Vice President Rigathi Gachagua said it would take them about two to three months to get the economy back on track.

Although Dr Ruto was the incumbent vice president, former president Uhuru Kenyatta had thrown his weight behind opposition leader Raila Odinga, sparking a vicious campaign for the top job.

The Supreme Court unanimously upheld Dr Ruto’s election as president, rejecting several motions, including one filed by Mr Odinga and his running mate, Martha Karua.

The bench of seven judges said the petitioners failed to prove the polls were rigged.

Dr Ruto was sworn in as Kenya’s fifth president on September 13.

READ ALSO : Strict conditions reduce Kenya’s external commercial debt

He will have to contend with soaring food and fuel prices, high unemployment and growing public debt used to fund development over the past 10 years under his predecessor.

The PBO, a unit of parliament that advises lawmakers on financial and budgetary matters, says the Treasury has yet to disburse 8.1 billion shillings to schools, 2.8 billion shillings to the State House, 1, 3 billion shillings for the military hospital and 16.5 billion shillings. for fuel subsidies from the unapproved allocation.

“This article of the Constitution has been hijacked by the Treasury. What is happening now is that the treasury takes money to fund what is not budgeted and comes to parliament to approve spending? Mr. Masinde asked.

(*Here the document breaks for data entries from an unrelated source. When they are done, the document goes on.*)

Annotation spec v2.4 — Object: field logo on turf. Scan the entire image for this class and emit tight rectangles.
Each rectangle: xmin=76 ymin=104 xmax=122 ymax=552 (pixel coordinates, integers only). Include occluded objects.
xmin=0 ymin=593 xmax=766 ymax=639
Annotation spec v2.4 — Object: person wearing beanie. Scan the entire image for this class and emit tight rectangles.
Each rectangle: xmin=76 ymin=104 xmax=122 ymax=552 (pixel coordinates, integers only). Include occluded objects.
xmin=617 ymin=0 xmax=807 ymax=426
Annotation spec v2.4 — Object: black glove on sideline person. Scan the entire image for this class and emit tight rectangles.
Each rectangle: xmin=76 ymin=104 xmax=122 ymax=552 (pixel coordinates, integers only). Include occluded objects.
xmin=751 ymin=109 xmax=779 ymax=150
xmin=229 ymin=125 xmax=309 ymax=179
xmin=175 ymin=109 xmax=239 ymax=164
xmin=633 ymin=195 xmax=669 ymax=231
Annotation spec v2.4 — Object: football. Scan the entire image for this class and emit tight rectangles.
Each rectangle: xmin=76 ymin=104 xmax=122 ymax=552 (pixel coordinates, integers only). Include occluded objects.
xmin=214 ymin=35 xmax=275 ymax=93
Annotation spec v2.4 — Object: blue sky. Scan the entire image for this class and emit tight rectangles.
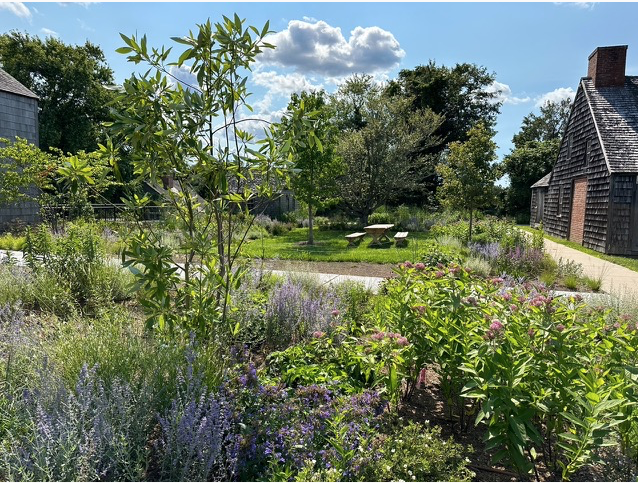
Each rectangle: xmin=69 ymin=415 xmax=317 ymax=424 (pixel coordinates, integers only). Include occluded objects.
xmin=3 ymin=1 xmax=638 ymax=164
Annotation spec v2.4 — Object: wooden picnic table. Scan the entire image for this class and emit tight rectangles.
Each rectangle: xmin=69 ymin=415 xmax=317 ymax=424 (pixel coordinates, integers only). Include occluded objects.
xmin=364 ymin=224 xmax=394 ymax=246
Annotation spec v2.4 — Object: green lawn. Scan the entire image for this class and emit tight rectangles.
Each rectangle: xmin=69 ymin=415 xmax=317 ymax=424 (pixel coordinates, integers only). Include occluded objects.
xmin=520 ymin=226 xmax=638 ymax=273
xmin=241 ymin=228 xmax=432 ymax=263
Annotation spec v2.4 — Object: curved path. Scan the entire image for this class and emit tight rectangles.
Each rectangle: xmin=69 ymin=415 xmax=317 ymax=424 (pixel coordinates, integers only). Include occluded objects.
xmin=542 ymin=238 xmax=638 ymax=297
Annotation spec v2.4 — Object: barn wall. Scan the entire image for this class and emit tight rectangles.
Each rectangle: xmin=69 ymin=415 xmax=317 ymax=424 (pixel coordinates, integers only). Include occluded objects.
xmin=543 ymin=82 xmax=609 ymax=252
xmin=0 ymin=91 xmax=40 ymax=228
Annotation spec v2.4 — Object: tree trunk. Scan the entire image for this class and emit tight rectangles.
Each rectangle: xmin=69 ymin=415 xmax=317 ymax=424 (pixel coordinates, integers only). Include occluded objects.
xmin=468 ymin=208 xmax=474 ymax=243
xmin=360 ymin=212 xmax=369 ymax=226
xmin=308 ymin=202 xmax=314 ymax=245
xmin=308 ymin=165 xmax=314 ymax=245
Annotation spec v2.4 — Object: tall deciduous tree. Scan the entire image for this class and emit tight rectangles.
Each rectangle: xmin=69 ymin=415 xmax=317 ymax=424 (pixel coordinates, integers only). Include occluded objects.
xmin=386 ymin=61 xmax=501 ymax=205
xmin=436 ymin=123 xmax=498 ymax=240
xmin=282 ymin=90 xmax=340 ymax=245
xmin=334 ymin=75 xmax=442 ymax=225
xmin=503 ymin=99 xmax=572 ymax=220
xmin=0 ymin=31 xmax=116 ymax=154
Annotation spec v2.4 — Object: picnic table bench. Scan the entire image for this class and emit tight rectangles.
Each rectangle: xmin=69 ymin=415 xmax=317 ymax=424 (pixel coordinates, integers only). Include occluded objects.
xmin=345 ymin=232 xmax=367 ymax=247
xmin=394 ymin=231 xmax=409 ymax=247
xmin=364 ymin=224 xmax=394 ymax=246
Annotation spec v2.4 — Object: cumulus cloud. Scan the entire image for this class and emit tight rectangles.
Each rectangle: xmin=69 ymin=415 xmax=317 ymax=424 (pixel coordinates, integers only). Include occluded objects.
xmin=486 ymin=81 xmax=532 ymax=105
xmin=554 ymin=2 xmax=596 ymax=9
xmin=0 ymin=2 xmax=31 ymax=19
xmin=40 ymin=28 xmax=59 ymax=38
xmin=168 ymin=65 xmax=198 ymax=90
xmin=258 ymin=19 xmax=405 ymax=76
xmin=252 ymin=70 xmax=323 ymax=97
xmin=535 ymin=87 xmax=576 ymax=107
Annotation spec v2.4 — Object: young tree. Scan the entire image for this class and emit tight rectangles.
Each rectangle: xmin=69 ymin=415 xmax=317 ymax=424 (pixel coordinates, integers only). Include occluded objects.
xmin=281 ymin=90 xmax=340 ymax=244
xmin=436 ymin=123 xmax=498 ymax=240
xmin=106 ymin=16 xmax=318 ymax=340
xmin=0 ymin=32 xmax=116 ymax=154
xmin=503 ymin=99 xmax=572 ymax=220
xmin=334 ymin=76 xmax=443 ymax=225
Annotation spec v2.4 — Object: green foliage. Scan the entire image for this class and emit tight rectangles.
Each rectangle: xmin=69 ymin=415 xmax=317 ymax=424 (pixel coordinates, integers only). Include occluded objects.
xmin=109 ymin=17 xmax=320 ymax=341
xmin=381 ymin=262 xmax=638 ymax=479
xmin=0 ymin=137 xmax=55 ymax=206
xmin=503 ymin=99 xmax=572 ymax=219
xmin=283 ymin=90 xmax=341 ymax=244
xmin=23 ymin=222 xmax=130 ymax=315
xmin=385 ymin=61 xmax=501 ymax=205
xmin=0 ymin=31 xmax=116 ymax=153
xmin=334 ymin=74 xmax=443 ymax=224
xmin=364 ymin=421 xmax=474 ymax=482
xmin=436 ymin=123 xmax=499 ymax=239
xmin=0 ymin=234 xmax=26 ymax=251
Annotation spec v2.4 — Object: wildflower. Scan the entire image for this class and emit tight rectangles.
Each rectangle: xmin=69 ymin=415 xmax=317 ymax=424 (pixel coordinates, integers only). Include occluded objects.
xmin=556 ymin=324 xmax=565 ymax=332
xmin=435 ymin=271 xmax=444 ymax=278
xmin=415 ymin=262 xmax=425 ymax=270
xmin=404 ymin=261 xmax=414 ymax=268
xmin=417 ymin=368 xmax=427 ymax=389
xmin=436 ymin=262 xmax=444 ymax=269
xmin=502 ymin=292 xmax=512 ymax=302
xmin=331 ymin=309 xmax=340 ymax=317
xmin=397 ymin=336 xmax=409 ymax=346
xmin=312 ymin=331 xmax=325 ymax=338
xmin=509 ymin=304 xmax=518 ymax=312
xmin=528 ymin=328 xmax=535 ymax=337
xmin=412 ymin=305 xmax=427 ymax=315
xmin=490 ymin=320 xmax=504 ymax=332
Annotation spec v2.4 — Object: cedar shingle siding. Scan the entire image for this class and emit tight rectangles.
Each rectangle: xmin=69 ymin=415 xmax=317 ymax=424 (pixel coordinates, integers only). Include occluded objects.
xmin=0 ymin=68 xmax=40 ymax=228
xmin=531 ymin=46 xmax=638 ymax=256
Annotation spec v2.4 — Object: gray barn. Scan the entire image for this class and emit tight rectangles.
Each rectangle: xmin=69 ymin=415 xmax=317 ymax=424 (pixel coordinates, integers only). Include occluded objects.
xmin=531 ymin=45 xmax=638 ymax=256
xmin=0 ymin=67 xmax=40 ymax=228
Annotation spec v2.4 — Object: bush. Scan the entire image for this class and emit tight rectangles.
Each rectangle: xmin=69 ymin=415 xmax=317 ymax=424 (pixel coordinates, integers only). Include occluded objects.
xmin=364 ymin=421 xmax=474 ymax=482
xmin=368 ymin=211 xmax=391 ymax=225
xmin=0 ymin=233 xmax=26 ymax=251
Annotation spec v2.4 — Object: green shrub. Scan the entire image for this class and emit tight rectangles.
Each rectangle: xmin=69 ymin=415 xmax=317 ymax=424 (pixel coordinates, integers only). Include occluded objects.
xmin=364 ymin=421 xmax=474 ymax=482
xmin=539 ymin=270 xmax=557 ymax=287
xmin=583 ymin=275 xmax=603 ymax=292
xmin=0 ymin=234 xmax=26 ymax=251
xmin=368 ymin=211 xmax=391 ymax=225
xmin=464 ymin=255 xmax=491 ymax=277
xmin=563 ymin=273 xmax=581 ymax=290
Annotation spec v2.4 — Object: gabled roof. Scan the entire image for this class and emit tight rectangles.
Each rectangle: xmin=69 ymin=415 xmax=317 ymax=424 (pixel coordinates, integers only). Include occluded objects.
xmin=531 ymin=171 xmax=552 ymax=188
xmin=582 ymin=76 xmax=638 ymax=173
xmin=0 ymin=67 xmax=38 ymax=100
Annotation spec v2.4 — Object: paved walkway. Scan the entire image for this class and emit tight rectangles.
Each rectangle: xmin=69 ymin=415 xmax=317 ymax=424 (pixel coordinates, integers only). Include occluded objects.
xmin=542 ymin=238 xmax=638 ymax=297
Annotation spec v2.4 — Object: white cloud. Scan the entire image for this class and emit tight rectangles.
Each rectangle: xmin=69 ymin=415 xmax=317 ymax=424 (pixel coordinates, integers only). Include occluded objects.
xmin=252 ymin=70 xmax=323 ymax=97
xmin=302 ymin=16 xmax=317 ymax=23
xmin=535 ymin=87 xmax=576 ymax=107
xmin=0 ymin=2 xmax=31 ymax=19
xmin=168 ymin=65 xmax=198 ymax=90
xmin=554 ymin=2 xmax=596 ymax=9
xmin=258 ymin=19 xmax=405 ymax=76
xmin=40 ymin=28 xmax=59 ymax=38
xmin=77 ymin=18 xmax=94 ymax=32
xmin=485 ymin=81 xmax=531 ymax=105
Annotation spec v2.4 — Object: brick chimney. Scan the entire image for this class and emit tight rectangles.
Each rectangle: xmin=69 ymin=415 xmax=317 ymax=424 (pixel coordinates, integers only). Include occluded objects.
xmin=588 ymin=45 xmax=628 ymax=87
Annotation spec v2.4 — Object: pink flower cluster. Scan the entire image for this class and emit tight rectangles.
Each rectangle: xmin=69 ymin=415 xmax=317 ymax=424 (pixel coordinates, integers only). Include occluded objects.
xmin=412 ymin=305 xmax=427 ymax=315
xmin=312 ymin=331 xmax=325 ymax=338
xmin=484 ymin=319 xmax=505 ymax=341
xmin=399 ymin=261 xmax=426 ymax=270
xmin=331 ymin=309 xmax=340 ymax=317
xmin=371 ymin=330 xmax=409 ymax=346
xmin=461 ymin=296 xmax=479 ymax=306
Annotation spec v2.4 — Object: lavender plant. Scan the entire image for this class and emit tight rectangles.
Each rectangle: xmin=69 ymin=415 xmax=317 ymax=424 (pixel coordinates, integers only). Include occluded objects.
xmin=2 ymin=362 xmax=153 ymax=481
xmin=264 ymin=278 xmax=342 ymax=349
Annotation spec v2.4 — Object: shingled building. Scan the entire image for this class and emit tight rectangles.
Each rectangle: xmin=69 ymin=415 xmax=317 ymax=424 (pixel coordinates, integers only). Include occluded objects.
xmin=0 ymin=67 xmax=40 ymax=227
xmin=531 ymin=45 xmax=638 ymax=255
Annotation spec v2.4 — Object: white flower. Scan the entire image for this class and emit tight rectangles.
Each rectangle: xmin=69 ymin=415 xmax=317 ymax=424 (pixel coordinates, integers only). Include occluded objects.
xmin=412 ymin=477 xmax=416 ymax=480
xmin=403 ymin=464 xmax=408 ymax=469
xmin=391 ymin=448 xmax=396 ymax=453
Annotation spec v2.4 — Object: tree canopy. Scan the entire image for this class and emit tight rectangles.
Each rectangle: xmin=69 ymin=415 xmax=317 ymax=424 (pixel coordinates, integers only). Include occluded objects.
xmin=385 ymin=61 xmax=501 ymax=204
xmin=0 ymin=31 xmax=116 ymax=154
xmin=503 ymin=99 xmax=572 ymax=220
xmin=334 ymin=75 xmax=442 ymax=225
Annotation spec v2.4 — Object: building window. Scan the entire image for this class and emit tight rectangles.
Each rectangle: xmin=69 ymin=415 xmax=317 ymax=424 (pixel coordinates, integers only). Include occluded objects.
xmin=585 ymin=139 xmax=592 ymax=167
xmin=558 ymin=186 xmax=564 ymax=216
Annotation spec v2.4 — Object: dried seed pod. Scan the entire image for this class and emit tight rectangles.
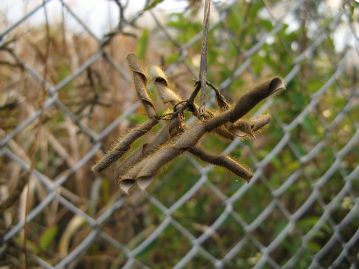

He asked the 13th Parliament to propose a law that will require the Treasury to approach Parliament first and discuss the intention of spending before disbursing the money.

On August 31, former President Kenyatta presided over the groundbreaking ceremony for the construction of a 700-bed capacity Kenya National Research and Referral Hospital (KNRRH) at the army barracks of Kabete, Nairobi County.

The energy regulator scrapped the gasoline subsidy a day after Dr Ruto said the subsidies were unsustainable, which could add upward pressure on inflation.

READ ALSO : Ruto faces the return of expensive foreign loans in the first year

For the first time in a year, it fully withdrew a 20.5 shillings per liter subsidy on petrol which will be sold in the month until October 14 and halved relief on kerosene and diesel at 26.25 shillings and 20.82 shillings respectively.

Dr Ruto said in a speech after being sworn in that the subsidies had been costly and subject to abuse, including causing artificial shortages of the very subsidized products.

The decision to scrap the subsidies will ease cash flow problems for traders following delays in getting compensation, resulting in arrears of nearly 50 billion shillings.

The president said the maize subsidy had gobbled up 7 billion shillings in a month with no impact on reducing the cost of food.